# Done with Charbroil



## Trekr (Jan 11, 2006)

I called Charbroil about my burner and was quite surprised to learn that they had credited  my account with the cost of the burner that I had sent back. I had intended that they make the correction and send me the burner that was intended for my grill. The gal told me that she couldn't find the burner that I needed and that I should go to Walmart or Kmart and get a universal burner. That burned my butt. What unprofessional treatment. It cost me shipping both ways, one to get me the wrong part and one to ship back their mistake. I cooled down and ordered a New Weber Silver. 
Now am waiting for a knock at our door that will signal our new Weber era.


----------



## Greg Rempe (Jan 11, 2006)

Why not a kettle, Trekr??


----------



## zilla (Jan 11, 2006)

Dude you need a big ass GatorPit in your yard.

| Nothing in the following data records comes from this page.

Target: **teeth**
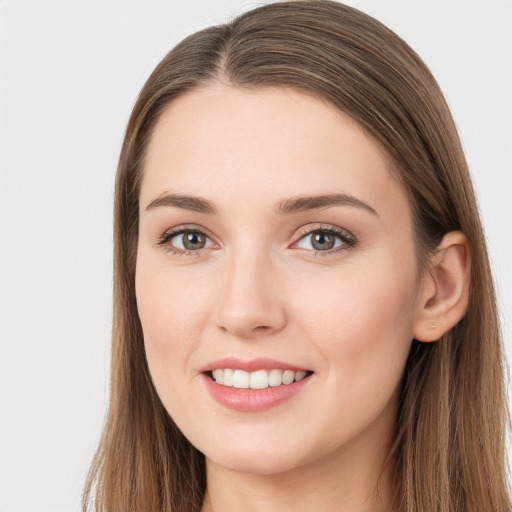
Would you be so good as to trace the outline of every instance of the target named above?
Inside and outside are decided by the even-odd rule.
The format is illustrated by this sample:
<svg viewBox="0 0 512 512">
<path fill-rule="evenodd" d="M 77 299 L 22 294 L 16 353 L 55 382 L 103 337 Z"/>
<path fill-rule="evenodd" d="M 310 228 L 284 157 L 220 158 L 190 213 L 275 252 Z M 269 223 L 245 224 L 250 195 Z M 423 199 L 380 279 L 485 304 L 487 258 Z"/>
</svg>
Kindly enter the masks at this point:
<svg viewBox="0 0 512 512">
<path fill-rule="evenodd" d="M 223 382 L 219 382 L 217 379 L 215 379 L 215 376 L 213 377 L 216 382 L 219 382 L 219 384 L 224 384 L 224 386 L 232 386 L 233 385 L 233 373 L 235 373 L 233 370 L 230 370 L 229 368 L 226 368 L 224 371 L 217 370 L 221 373 L 224 373 L 224 379 Z"/>
<path fill-rule="evenodd" d="M 222 370 L 213 370 L 212 375 L 215 382 L 224 384 L 224 372 Z"/>
<path fill-rule="evenodd" d="M 302 380 L 306 376 L 306 372 L 295 372 L 295 382 Z"/>
<path fill-rule="evenodd" d="M 232 370 L 231 368 L 218 368 L 212 371 L 213 380 L 217 384 L 238 389 L 265 389 L 269 386 L 287 385 L 304 379 L 306 374 L 304 371 L 294 372 L 279 369 L 246 372 L 244 370 Z"/>
<path fill-rule="evenodd" d="M 291 384 L 295 380 L 295 372 L 285 370 L 283 373 L 283 384 Z"/>
<path fill-rule="evenodd" d="M 249 380 L 249 387 L 251 389 L 268 388 L 268 373 L 265 370 L 252 372 Z"/>
<path fill-rule="evenodd" d="M 221 370 L 222 371 L 222 370 Z M 235 370 L 233 373 L 233 387 L 239 389 L 246 389 L 249 387 L 250 373 L 244 370 Z"/>
<path fill-rule="evenodd" d="M 280 386 L 283 383 L 283 371 L 282 370 L 270 370 L 268 374 L 268 385 L 275 387 Z"/>
</svg>

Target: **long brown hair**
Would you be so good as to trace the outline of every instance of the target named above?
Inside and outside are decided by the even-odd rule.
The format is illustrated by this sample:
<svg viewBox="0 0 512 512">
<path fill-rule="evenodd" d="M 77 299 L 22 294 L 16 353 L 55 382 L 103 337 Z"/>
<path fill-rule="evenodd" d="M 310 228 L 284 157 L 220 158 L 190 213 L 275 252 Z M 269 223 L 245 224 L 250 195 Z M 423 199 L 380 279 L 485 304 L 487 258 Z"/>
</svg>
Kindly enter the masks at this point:
<svg viewBox="0 0 512 512">
<path fill-rule="evenodd" d="M 198 512 L 204 457 L 155 391 L 135 300 L 139 187 L 163 109 L 193 88 L 292 87 L 320 97 L 380 141 L 400 172 L 415 219 L 420 268 L 444 234 L 472 255 L 465 317 L 435 343 L 412 341 L 389 464 L 394 509 L 509 512 L 503 350 L 475 195 L 443 95 L 396 34 L 328 0 L 280 2 L 183 40 L 157 66 L 133 109 L 115 198 L 110 408 L 83 510 Z"/>
</svg>

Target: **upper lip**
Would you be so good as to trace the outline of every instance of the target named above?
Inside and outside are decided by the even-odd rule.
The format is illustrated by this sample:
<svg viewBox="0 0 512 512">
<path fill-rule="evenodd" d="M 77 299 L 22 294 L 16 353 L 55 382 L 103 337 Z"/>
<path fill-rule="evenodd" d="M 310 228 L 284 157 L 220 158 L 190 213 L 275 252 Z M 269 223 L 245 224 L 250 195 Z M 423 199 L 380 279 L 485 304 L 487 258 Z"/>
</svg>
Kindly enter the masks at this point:
<svg viewBox="0 0 512 512">
<path fill-rule="evenodd" d="M 268 359 L 266 357 L 258 357 L 256 359 L 224 357 L 222 359 L 216 359 L 215 361 L 206 364 L 203 368 L 201 368 L 200 371 L 201 373 L 204 373 L 224 368 L 230 368 L 233 370 L 245 370 L 246 372 L 254 372 L 256 370 L 273 370 L 274 368 L 279 370 L 292 370 L 295 372 L 310 371 L 308 368 L 303 368 L 299 365 L 285 363 L 276 359 Z"/>
</svg>

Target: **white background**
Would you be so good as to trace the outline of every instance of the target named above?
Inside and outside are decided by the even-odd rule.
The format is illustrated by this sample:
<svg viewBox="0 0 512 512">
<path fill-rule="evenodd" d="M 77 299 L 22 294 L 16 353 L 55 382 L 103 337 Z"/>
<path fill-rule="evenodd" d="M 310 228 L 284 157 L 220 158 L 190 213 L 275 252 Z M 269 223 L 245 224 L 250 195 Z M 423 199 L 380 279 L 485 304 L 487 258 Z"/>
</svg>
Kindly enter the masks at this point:
<svg viewBox="0 0 512 512">
<path fill-rule="evenodd" d="M 512 359 L 512 0 L 360 0 L 432 69 Z M 113 180 L 152 68 L 257 2 L 0 0 L 0 512 L 78 510 L 108 396 Z"/>
</svg>

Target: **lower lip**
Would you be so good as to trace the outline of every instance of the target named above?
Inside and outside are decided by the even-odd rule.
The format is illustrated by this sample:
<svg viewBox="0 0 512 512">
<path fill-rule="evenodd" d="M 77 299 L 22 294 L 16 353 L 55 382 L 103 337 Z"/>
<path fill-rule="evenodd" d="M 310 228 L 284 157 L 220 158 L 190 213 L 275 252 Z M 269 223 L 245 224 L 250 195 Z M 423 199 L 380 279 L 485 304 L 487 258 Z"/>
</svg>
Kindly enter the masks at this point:
<svg viewBox="0 0 512 512">
<path fill-rule="evenodd" d="M 228 409 L 241 412 L 259 412 L 275 407 L 300 393 L 309 384 L 306 377 L 292 384 L 268 387 L 265 389 L 237 389 L 217 384 L 208 375 L 203 374 L 203 381 L 212 398 Z"/>
</svg>

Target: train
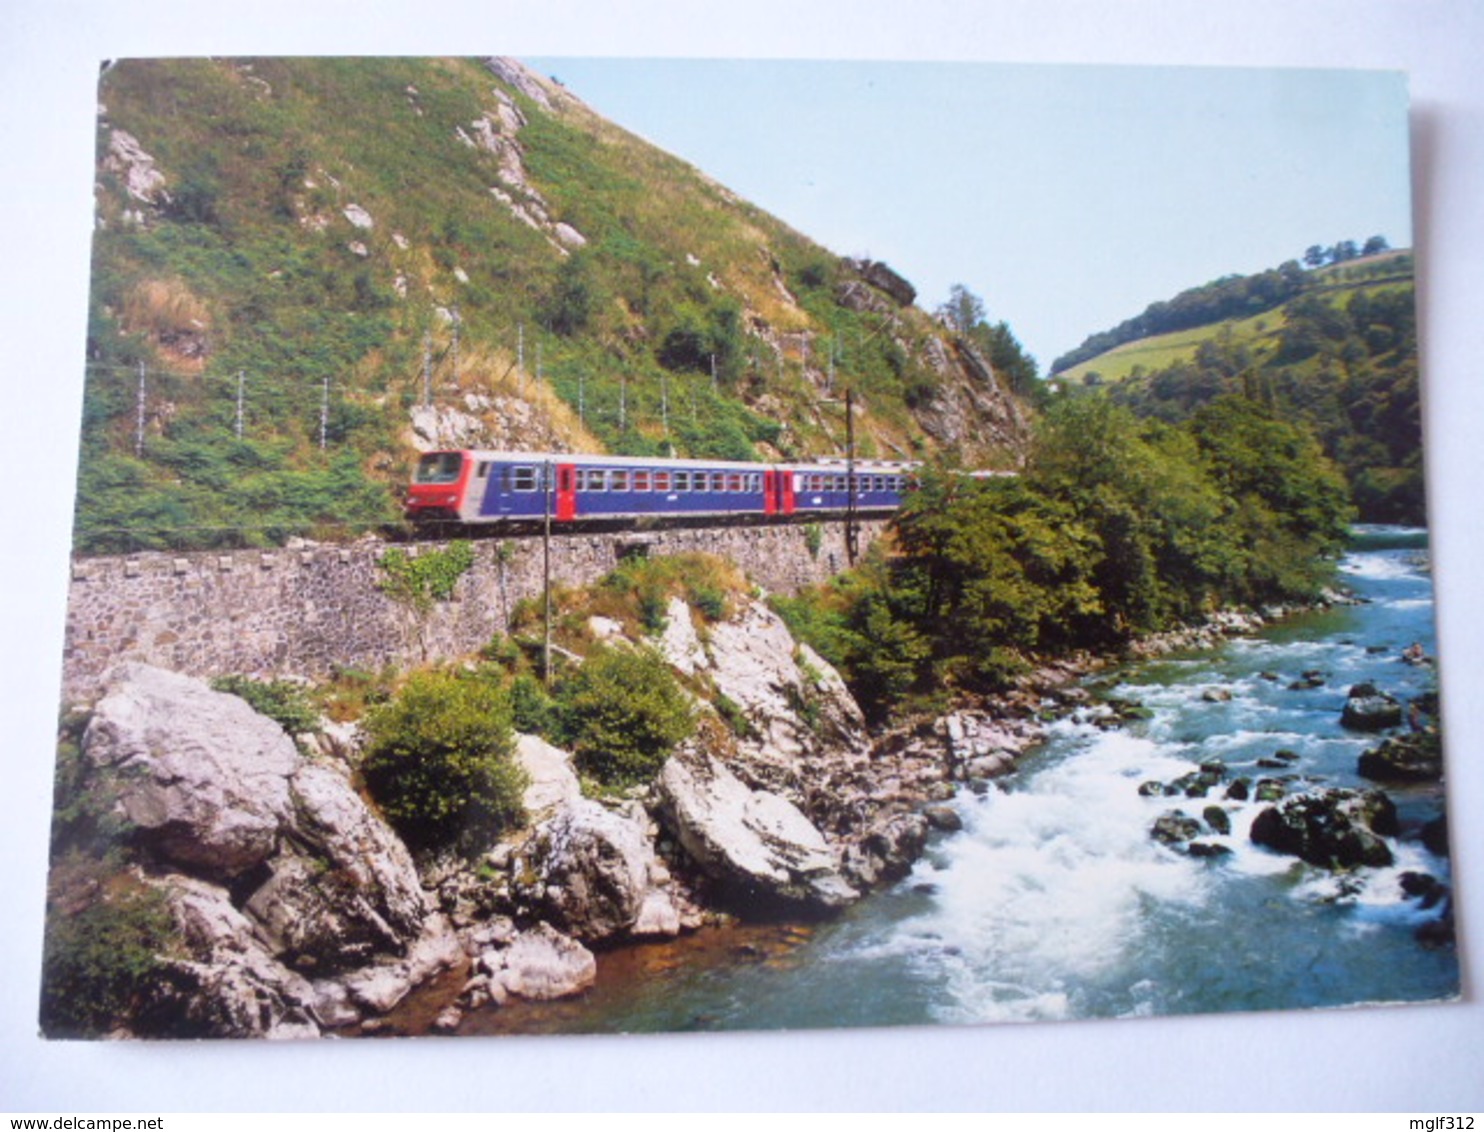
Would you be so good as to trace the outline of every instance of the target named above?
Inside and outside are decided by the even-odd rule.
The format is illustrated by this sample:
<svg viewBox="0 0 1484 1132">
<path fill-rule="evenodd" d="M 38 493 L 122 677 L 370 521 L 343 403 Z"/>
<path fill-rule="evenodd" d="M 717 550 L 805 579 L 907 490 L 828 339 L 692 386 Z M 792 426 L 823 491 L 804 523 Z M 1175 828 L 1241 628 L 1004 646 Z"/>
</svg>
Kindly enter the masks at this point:
<svg viewBox="0 0 1484 1132">
<path fill-rule="evenodd" d="M 551 523 L 785 520 L 885 516 L 913 489 L 910 461 L 788 464 L 451 449 L 418 460 L 405 511 L 414 523 L 511 528 Z"/>
</svg>

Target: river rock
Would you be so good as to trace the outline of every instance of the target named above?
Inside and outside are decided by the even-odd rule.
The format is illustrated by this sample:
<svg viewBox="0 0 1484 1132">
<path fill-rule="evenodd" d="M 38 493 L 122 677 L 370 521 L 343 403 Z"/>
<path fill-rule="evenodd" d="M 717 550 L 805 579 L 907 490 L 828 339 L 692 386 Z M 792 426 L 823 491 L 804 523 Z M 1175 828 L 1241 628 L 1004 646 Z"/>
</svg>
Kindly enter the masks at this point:
<svg viewBox="0 0 1484 1132">
<path fill-rule="evenodd" d="M 601 940 L 639 918 L 653 864 L 639 825 L 579 799 L 536 827 L 514 871 L 544 917 L 569 935 Z"/>
<path fill-rule="evenodd" d="M 1429 853 L 1448 856 L 1448 815 L 1439 814 L 1422 827 L 1422 844 Z"/>
<path fill-rule="evenodd" d="M 922 816 L 928 825 L 944 833 L 957 833 L 964 827 L 964 819 L 952 806 L 924 806 Z"/>
<path fill-rule="evenodd" d="M 1251 837 L 1311 865 L 1348 869 L 1390 865 L 1391 849 L 1382 838 L 1396 832 L 1396 807 L 1381 791 L 1334 789 L 1269 806 L 1253 820 Z"/>
<path fill-rule="evenodd" d="M 1394 735 L 1362 754 L 1355 770 L 1377 782 L 1436 782 L 1443 777 L 1443 748 L 1435 732 Z"/>
<path fill-rule="evenodd" d="M 900 880 L 912 871 L 913 863 L 927 848 L 929 828 L 922 814 L 878 816 L 847 846 L 842 866 L 846 876 L 861 888 Z"/>
<path fill-rule="evenodd" d="M 1149 836 L 1161 845 L 1182 845 L 1201 832 L 1201 823 L 1181 810 L 1170 810 L 1155 819 Z"/>
<path fill-rule="evenodd" d="M 836 909 L 856 898 L 824 835 L 798 807 L 751 789 L 704 752 L 671 756 L 656 787 L 660 816 L 675 839 L 703 872 L 743 899 Z"/>
<path fill-rule="evenodd" d="M 488 993 L 495 1001 L 511 994 L 565 998 L 592 986 L 598 977 L 593 953 L 547 923 L 521 932 L 508 947 L 486 951 L 478 965 L 489 977 Z"/>
<path fill-rule="evenodd" d="M 1225 836 L 1232 831 L 1232 819 L 1227 816 L 1227 812 L 1220 806 L 1207 806 L 1201 811 L 1201 817 L 1205 820 L 1206 825 L 1210 827 L 1212 833 L 1219 833 Z"/>
<path fill-rule="evenodd" d="M 441 915 L 433 914 L 407 954 L 379 960 L 341 977 L 350 998 L 376 1014 L 385 1014 L 412 989 L 464 960 L 458 936 Z"/>
<path fill-rule="evenodd" d="M 293 818 L 293 740 L 246 701 L 199 680 L 125 664 L 83 737 L 118 810 L 159 857 L 229 879 L 277 848 Z"/>
<path fill-rule="evenodd" d="M 1389 727 L 1400 727 L 1401 722 L 1401 703 L 1374 684 L 1353 686 L 1340 712 L 1340 726 L 1351 731 L 1385 731 Z"/>
</svg>

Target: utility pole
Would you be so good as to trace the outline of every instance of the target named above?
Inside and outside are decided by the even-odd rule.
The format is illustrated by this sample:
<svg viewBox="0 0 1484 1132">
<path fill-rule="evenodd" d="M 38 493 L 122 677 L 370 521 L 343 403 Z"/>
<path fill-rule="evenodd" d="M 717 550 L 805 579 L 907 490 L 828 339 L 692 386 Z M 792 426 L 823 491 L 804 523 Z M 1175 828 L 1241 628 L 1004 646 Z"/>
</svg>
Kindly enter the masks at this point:
<svg viewBox="0 0 1484 1132">
<path fill-rule="evenodd" d="M 541 592 L 546 606 L 546 638 L 541 645 L 541 678 L 551 689 L 551 461 L 546 461 L 545 480 L 541 487 L 544 506 L 541 531 Z"/>
<path fill-rule="evenodd" d="M 139 363 L 138 427 L 134 431 L 134 455 L 144 455 L 144 363 Z"/>
<path fill-rule="evenodd" d="M 618 379 L 618 431 L 627 432 L 629 428 L 629 379 L 623 374 Z"/>
<path fill-rule="evenodd" d="M 453 305 L 453 383 L 459 383 L 459 304 Z"/>
<path fill-rule="evenodd" d="M 526 324 L 515 324 L 515 372 L 521 393 L 526 391 Z"/>
<path fill-rule="evenodd" d="M 670 438 L 670 382 L 662 373 L 660 374 L 660 425 L 664 429 L 665 439 Z"/>
<path fill-rule="evenodd" d="M 587 374 L 577 373 L 577 423 L 587 427 Z"/>
<path fill-rule="evenodd" d="M 433 333 L 423 335 L 423 404 L 433 403 Z"/>
<path fill-rule="evenodd" d="M 855 518 L 855 390 L 845 390 L 845 560 L 855 565 L 860 532 Z"/>
<path fill-rule="evenodd" d="M 242 439 L 242 392 L 243 384 L 247 380 L 247 371 L 237 371 L 237 439 Z"/>
<path fill-rule="evenodd" d="M 330 375 L 325 374 L 319 397 L 319 450 L 325 450 L 325 435 L 330 430 Z"/>
</svg>

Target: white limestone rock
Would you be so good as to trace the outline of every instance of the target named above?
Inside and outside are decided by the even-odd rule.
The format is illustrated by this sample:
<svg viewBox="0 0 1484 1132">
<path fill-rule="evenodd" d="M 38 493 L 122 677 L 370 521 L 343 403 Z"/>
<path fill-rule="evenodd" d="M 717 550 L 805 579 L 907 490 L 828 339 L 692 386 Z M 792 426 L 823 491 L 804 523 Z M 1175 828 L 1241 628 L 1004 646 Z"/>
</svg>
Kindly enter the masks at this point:
<svg viewBox="0 0 1484 1132">
<path fill-rule="evenodd" d="M 858 893 L 824 835 L 787 799 L 753 790 L 704 752 L 687 748 L 657 780 L 661 819 L 692 860 L 746 899 L 836 909 Z"/>
<path fill-rule="evenodd" d="M 522 932 L 508 947 L 486 951 L 479 967 L 489 976 L 489 993 L 497 1001 L 501 994 L 565 998 L 586 990 L 598 977 L 593 953 L 547 923 Z"/>
<path fill-rule="evenodd" d="M 163 860 L 230 878 L 260 865 L 293 820 L 293 740 L 246 701 L 126 664 L 94 709 L 83 750 L 111 772 L 116 805 Z"/>
<path fill-rule="evenodd" d="M 523 895 L 569 935 L 603 940 L 639 918 L 654 847 L 642 825 L 578 798 L 536 827 L 514 869 Z"/>
<path fill-rule="evenodd" d="M 530 779 L 522 801 L 533 819 L 539 820 L 558 807 L 581 800 L 582 784 L 567 751 L 536 735 L 517 735 L 515 761 Z"/>
</svg>

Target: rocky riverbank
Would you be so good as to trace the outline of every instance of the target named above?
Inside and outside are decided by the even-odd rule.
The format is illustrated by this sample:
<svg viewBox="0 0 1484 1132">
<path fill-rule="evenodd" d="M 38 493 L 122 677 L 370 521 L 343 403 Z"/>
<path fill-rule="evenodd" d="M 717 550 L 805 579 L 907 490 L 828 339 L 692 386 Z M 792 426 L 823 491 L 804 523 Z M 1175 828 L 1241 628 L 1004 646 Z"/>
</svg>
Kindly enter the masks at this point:
<svg viewBox="0 0 1484 1132">
<path fill-rule="evenodd" d="M 1222 615 L 1138 647 L 1204 647 L 1260 623 Z M 1013 771 L 1105 663 L 1045 665 L 992 701 L 873 736 L 839 675 L 761 602 L 702 623 L 671 599 L 646 641 L 593 628 L 657 649 L 727 718 L 698 700 L 696 736 L 654 782 L 603 798 L 583 795 L 567 752 L 521 736 L 529 821 L 474 859 L 413 859 L 358 788 L 355 726 L 296 745 L 199 681 L 115 672 L 82 733 L 80 789 L 119 823 L 129 886 L 173 926 L 117 1032 L 451 1031 L 469 1011 L 582 992 L 605 949 L 831 915 L 904 876 L 933 829 L 956 827 L 943 803 Z M 86 900 L 53 897 L 54 914 Z"/>
</svg>

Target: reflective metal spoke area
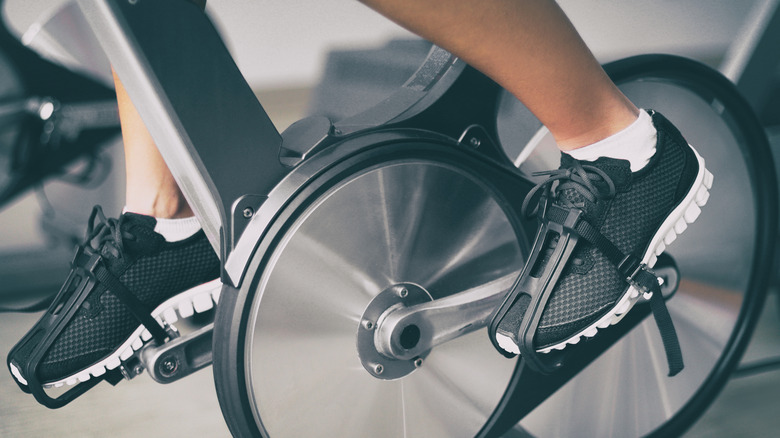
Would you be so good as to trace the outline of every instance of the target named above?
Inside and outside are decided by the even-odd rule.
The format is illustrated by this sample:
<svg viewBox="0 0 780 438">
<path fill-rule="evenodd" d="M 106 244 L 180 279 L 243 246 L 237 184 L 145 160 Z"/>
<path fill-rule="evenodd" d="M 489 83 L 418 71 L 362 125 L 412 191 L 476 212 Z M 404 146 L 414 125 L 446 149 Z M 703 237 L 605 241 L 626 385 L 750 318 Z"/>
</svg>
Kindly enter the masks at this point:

At that point your great grand children wont even be calling for parts.


----------



## JohnnyReb (Jan 11, 2006)

well you did go the right route with weber , you wont be disapointed with the customer service   =D>  =D>  =D>


----------



## ScottyDaQ (Jan 12, 2006)

Woo - Hoo ! =D>  =D>  =D>


----------



## Nick Prochilo (Jan 12, 2006)

You will have no trouble with a Weber!


----------